588: Fix name of "release_date" facet in movies benchmarks r=ManyTheFish a=loiclec
## What does this PR do?
The `movies.json` file in the benchmark datasets contains a filterable field called "release_date", but the indexing benchmarks wrongly called the field "released_date" instead. This PR fixes that.
Co-authored-by: Loïc Lecrenier <loic@meilisearch.com>
583: Use BufReader to read datasets in benchmarks r=ManyTheFish a=loiclec
## What does this PR do?
Ensure that the datasets used by the benchmarks are read efficiently by using a `BufReader`.
## Why?
Using a `BufReader` is more representative of how `meilisearch` works. It will also make performance comparisons between different branches of `milli` more accurate.

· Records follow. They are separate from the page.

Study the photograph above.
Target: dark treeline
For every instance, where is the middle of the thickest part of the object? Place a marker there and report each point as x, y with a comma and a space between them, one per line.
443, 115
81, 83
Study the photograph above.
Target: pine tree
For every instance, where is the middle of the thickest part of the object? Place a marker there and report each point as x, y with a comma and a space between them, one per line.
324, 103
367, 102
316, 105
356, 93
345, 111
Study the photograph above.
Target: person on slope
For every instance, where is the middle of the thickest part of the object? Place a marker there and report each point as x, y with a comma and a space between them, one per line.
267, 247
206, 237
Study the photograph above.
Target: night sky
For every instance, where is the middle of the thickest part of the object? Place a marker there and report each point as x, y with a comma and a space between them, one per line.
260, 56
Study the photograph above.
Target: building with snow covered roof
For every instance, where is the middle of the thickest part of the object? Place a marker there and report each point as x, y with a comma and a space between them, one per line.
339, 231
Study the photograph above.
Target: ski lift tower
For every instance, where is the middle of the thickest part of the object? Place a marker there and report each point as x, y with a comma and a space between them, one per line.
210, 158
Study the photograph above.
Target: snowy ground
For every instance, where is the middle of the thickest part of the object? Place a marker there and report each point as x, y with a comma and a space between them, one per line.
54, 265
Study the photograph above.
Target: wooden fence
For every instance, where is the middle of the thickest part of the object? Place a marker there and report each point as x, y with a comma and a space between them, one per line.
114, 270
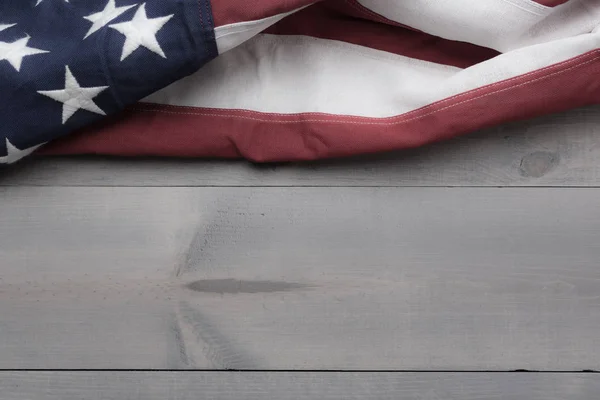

Co-authored-by: Loïc Lecrenier <loic@meilisearch.com>
572: Add reindexing benchmarks r=Kerollmops a=irevoire
With #557 coming, we should add benchmarks that measure our impact on the reindexing process.
Co-authored-by: Tamo <tamo@meilisearch.com>
557: Fasten documents deletion and update r=Kerollmops a=irevoire
When a document deletion occurs, instead of deleting the document we mark it as deleted in the new “soft deleted” bitmap. It is then removed from the search and all the other endpoints.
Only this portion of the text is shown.